De plus, 0,00 % à 0,03 % des cas pédiatriques de COVID-19 ont entraîné la mort dans les États déclarant des données.

Bien que cela puisse sembler faible en termes de pourcentage, le nombre de morts n’est pas négligeable. Patel a déclaré qu’il y avait 4 087 916 cas de COVID-19 chez les enfants et un total de 10 628 décès.

Patel a également noté que le nombre de cas pédiatriques de COVID-19 est en augmentation.

Au cours de 2 semaines (du 1er au 15 juillet 2021), le nombre cumulé de cas chez les enfants a augmenté de 1 %. Cela dit, sur la période de deux semaines, le nombre total de nouveaux cas était de 43 033.

Un autre problème impliquant les enfants est l’émergence de nouvelles variantes plus dangereuses du virus.

Ceci est particulièrement problématique, a déclaré Patel, car les enfants peuvent ne pas être vaccinés en raison de leur jeune âge ou du choix de leurs parents.

Schieffelin a en outre expliqué que tous les virus mutent lorsqu’ils se répliquent.

Plus le coronavirus se propage d’une personne à l’autre, plus il mute et mute.

« La plupart de ces mutations se traduiront par une incapacité à rivaliser avec des variantes déjà répandues », a déclaré Schieffelin. « Cependant, nous risquons de nouvelles variantes qui se propagent plus facilement et peuvent provoquer une maladie plus grave. »

La variante delta fait l’objet d’une attention particulière en ce moment car elle est capable de se propager si rapidement, a déclaré Schieffelin.

Il a noté que cela ne semblait pas être plus mortel, mais que davantage de jeunes devaient être hospitalisés en raison de la mutation.

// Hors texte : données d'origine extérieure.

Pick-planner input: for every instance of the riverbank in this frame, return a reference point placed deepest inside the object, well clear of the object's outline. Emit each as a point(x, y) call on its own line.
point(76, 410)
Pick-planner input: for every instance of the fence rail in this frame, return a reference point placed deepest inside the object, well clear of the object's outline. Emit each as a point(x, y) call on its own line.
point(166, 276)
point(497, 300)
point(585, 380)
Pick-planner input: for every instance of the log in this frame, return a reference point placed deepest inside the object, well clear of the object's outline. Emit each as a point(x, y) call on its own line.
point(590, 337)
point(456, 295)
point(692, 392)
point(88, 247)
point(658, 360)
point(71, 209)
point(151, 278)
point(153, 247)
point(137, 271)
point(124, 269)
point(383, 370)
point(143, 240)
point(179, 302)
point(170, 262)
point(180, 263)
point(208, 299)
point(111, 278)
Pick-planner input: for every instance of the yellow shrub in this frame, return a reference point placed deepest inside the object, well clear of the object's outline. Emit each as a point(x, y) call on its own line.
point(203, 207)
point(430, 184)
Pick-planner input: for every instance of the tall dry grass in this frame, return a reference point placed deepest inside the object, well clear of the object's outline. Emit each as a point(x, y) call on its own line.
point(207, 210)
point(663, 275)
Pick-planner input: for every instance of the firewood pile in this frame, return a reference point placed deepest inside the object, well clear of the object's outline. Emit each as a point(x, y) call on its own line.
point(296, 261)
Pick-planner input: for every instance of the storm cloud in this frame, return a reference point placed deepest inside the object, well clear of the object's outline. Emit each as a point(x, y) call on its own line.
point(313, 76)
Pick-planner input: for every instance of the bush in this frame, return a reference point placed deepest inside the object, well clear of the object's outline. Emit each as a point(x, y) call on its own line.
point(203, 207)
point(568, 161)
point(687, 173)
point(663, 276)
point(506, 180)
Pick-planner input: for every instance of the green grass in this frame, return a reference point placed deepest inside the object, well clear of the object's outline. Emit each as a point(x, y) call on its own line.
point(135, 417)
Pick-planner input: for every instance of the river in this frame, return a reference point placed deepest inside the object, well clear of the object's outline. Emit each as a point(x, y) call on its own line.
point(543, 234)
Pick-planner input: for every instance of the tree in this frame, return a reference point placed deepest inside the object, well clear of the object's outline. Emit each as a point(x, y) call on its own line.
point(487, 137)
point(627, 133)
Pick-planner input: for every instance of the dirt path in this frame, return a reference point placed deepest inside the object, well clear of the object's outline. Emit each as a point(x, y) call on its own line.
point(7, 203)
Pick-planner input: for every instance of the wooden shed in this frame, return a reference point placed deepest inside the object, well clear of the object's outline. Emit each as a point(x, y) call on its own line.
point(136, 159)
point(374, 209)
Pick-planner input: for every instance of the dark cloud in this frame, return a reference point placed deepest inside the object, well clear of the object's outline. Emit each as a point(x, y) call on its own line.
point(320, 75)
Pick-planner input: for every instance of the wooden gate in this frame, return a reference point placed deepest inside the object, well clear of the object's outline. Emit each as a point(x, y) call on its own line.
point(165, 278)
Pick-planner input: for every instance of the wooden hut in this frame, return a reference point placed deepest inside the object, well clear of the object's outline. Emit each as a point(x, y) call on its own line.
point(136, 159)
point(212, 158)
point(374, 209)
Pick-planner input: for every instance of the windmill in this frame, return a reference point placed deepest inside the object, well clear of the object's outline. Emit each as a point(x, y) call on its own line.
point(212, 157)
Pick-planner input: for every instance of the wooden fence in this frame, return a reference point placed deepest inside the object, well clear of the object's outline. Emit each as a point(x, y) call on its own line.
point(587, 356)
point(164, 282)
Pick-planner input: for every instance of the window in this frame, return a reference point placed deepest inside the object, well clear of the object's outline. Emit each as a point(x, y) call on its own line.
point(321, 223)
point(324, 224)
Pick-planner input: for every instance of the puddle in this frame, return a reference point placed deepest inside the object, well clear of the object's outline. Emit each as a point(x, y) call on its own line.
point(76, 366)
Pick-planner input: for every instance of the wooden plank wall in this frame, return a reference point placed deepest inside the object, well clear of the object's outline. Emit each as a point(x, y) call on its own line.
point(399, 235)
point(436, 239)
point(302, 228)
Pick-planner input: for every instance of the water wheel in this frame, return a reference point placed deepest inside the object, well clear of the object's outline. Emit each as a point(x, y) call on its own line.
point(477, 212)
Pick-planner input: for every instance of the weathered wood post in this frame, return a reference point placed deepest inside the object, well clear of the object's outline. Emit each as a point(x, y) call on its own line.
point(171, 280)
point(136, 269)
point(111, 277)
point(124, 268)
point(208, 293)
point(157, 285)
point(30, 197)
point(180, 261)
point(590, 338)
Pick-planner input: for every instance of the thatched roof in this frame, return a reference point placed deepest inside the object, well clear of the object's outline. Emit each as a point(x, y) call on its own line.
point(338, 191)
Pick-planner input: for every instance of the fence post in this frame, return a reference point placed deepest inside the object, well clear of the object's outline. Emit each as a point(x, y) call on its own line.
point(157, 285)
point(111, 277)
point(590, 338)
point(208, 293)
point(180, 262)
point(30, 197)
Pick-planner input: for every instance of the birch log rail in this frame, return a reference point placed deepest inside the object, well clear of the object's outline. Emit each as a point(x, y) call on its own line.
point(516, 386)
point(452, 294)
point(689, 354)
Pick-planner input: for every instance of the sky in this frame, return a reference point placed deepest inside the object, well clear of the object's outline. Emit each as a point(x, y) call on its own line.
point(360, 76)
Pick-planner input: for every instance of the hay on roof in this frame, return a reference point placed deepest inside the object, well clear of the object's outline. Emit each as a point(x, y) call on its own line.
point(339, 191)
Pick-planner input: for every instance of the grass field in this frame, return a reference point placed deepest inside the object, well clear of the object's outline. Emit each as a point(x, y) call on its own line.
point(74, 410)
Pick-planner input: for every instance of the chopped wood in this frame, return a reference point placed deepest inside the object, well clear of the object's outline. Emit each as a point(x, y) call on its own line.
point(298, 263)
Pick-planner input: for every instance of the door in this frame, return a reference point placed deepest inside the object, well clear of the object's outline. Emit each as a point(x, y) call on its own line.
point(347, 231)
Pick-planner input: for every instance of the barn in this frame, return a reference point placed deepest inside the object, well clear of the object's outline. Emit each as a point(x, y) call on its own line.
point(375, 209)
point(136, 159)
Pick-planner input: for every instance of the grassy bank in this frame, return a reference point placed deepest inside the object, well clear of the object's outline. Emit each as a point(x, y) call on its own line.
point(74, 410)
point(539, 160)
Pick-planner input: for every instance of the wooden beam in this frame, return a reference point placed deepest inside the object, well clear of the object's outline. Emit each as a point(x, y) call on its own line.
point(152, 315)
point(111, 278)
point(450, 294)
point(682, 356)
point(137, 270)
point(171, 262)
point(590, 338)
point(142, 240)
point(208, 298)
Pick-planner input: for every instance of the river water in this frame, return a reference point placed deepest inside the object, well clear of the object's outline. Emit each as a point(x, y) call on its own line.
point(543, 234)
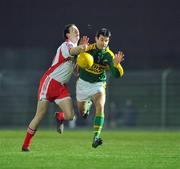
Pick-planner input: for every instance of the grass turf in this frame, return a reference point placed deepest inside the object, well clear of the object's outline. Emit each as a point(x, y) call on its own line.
point(72, 150)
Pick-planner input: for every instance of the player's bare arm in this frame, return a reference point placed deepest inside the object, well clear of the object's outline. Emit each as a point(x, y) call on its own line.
point(119, 57)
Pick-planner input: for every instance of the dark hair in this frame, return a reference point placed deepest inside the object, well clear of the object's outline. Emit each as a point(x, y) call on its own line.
point(66, 30)
point(104, 32)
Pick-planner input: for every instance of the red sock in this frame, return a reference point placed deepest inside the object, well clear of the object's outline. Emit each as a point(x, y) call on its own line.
point(60, 116)
point(27, 141)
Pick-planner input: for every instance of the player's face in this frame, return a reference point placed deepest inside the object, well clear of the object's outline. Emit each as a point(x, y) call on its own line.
point(102, 42)
point(74, 34)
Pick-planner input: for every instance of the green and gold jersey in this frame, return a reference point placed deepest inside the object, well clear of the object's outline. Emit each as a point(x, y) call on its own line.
point(103, 61)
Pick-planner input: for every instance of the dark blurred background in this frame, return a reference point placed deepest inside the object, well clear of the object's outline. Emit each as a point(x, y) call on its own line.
point(149, 93)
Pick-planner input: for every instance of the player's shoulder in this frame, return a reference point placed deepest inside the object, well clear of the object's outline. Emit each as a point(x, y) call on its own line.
point(110, 52)
point(67, 44)
point(91, 47)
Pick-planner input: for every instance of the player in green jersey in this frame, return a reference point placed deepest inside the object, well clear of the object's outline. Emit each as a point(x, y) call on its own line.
point(92, 81)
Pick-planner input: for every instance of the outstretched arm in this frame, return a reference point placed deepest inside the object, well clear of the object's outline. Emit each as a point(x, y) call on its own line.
point(117, 69)
point(84, 41)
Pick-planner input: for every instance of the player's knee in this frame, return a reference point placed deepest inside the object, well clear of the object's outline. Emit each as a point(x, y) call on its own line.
point(70, 116)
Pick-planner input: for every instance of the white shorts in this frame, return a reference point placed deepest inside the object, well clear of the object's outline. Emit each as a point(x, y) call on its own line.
point(85, 90)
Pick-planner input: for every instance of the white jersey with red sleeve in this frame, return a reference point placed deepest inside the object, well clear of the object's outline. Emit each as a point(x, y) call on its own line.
point(62, 67)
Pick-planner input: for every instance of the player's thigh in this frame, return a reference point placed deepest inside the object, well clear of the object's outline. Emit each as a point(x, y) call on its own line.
point(66, 106)
point(42, 107)
point(81, 106)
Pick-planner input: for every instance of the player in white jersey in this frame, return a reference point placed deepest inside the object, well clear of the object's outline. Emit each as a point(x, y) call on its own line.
point(53, 86)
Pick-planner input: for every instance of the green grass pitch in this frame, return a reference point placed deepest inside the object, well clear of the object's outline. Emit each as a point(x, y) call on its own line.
point(72, 150)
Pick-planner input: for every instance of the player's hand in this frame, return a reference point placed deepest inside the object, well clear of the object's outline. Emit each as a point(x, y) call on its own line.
point(119, 57)
point(84, 42)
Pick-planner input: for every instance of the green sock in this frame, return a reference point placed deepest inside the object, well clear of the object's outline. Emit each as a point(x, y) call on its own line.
point(98, 125)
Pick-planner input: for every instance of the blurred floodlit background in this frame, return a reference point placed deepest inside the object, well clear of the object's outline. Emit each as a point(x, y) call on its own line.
point(148, 96)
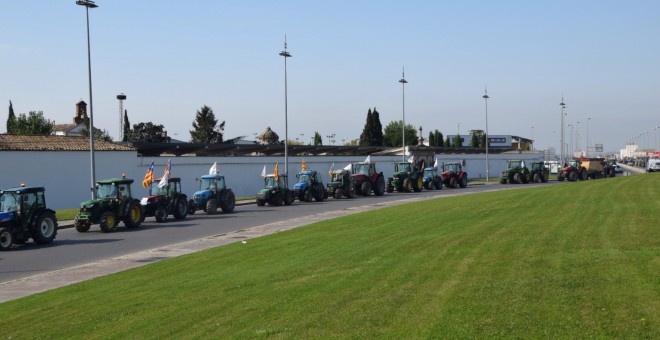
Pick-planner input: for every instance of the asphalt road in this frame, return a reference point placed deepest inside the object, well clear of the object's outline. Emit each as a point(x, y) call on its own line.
point(72, 248)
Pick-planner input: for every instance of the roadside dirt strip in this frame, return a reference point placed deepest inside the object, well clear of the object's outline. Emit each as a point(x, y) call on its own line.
point(39, 283)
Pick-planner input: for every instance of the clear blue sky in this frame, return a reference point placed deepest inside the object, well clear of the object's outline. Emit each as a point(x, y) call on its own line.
point(172, 57)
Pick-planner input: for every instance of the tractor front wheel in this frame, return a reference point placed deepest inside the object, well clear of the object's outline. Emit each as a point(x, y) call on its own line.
point(366, 188)
point(228, 203)
point(161, 214)
point(6, 239)
point(45, 230)
point(211, 206)
point(180, 208)
point(108, 221)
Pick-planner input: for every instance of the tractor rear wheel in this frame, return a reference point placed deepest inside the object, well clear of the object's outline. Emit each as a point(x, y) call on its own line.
point(108, 221)
point(180, 208)
point(6, 239)
point(366, 188)
point(161, 214)
point(45, 230)
point(211, 206)
point(135, 215)
point(228, 203)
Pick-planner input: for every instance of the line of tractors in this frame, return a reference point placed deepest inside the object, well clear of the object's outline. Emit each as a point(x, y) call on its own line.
point(579, 169)
point(24, 214)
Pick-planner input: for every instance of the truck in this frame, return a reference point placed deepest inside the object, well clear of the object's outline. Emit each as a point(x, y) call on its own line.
point(24, 215)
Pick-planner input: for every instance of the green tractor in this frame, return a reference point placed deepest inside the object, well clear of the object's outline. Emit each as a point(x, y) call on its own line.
point(213, 193)
point(23, 215)
point(113, 203)
point(406, 178)
point(539, 172)
point(164, 200)
point(275, 192)
point(515, 173)
point(342, 184)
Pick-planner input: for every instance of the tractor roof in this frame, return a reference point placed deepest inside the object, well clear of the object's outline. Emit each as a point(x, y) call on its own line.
point(23, 190)
point(216, 176)
point(117, 180)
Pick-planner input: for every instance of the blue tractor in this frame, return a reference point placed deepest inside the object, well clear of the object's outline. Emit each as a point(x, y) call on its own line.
point(212, 194)
point(310, 186)
point(23, 215)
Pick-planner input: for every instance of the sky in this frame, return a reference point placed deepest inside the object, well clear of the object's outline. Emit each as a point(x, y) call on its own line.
point(172, 57)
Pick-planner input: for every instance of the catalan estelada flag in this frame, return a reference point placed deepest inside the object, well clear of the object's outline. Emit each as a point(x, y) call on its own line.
point(149, 176)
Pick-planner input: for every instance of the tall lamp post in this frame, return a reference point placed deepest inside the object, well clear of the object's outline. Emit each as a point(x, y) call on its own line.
point(561, 156)
point(286, 54)
point(403, 82)
point(485, 97)
point(90, 4)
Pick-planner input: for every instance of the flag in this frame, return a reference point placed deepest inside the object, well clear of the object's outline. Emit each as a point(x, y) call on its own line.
point(149, 176)
point(166, 176)
point(214, 169)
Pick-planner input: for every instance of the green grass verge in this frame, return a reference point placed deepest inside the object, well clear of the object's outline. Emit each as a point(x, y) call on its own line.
point(577, 260)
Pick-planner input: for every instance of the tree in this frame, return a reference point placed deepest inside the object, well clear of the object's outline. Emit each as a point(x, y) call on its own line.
point(11, 119)
point(206, 129)
point(377, 128)
point(33, 123)
point(148, 133)
point(317, 139)
point(392, 134)
point(127, 127)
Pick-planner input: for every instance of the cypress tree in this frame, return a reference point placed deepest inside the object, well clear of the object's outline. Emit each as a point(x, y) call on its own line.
point(376, 129)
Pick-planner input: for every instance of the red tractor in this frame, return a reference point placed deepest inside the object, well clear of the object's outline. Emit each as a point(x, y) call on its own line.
point(368, 180)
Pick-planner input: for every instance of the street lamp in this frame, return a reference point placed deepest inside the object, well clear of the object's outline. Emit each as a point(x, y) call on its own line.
point(588, 119)
point(90, 4)
point(403, 82)
point(485, 97)
point(563, 106)
point(286, 54)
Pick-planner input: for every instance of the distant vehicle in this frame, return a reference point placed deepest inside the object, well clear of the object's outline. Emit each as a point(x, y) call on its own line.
point(653, 165)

En raison de tous les risques ci-dessus, Schieffelin a déclaré qu’il était important que les personnes éligibles au vaccin le fassent.

« Une augmentation du nombre de cas dans un groupe d’âge peut se propager à d’autres groupes d’âge », a-t-il déclaré. « L’augmentation des cas chez les enfants, bien que le risque soit faible, pose un certain risque pour leur santé. »

En outre, Schieffelin a noté que les personnes de tous âges ont des personnes immunodéprimées qui ont besoin de la protection offerte par ceux qui les entourent et qui sont vaccinés.

Il a en outre noté que lorsque le nombre de cas est trop élevé, les hôpitaux peuvent devenir surchargés, comme on l’a vu en mars 2020.

De plus, il y aura une pression publique accrue pour reprendre le port du masque et la fermeture des écoles.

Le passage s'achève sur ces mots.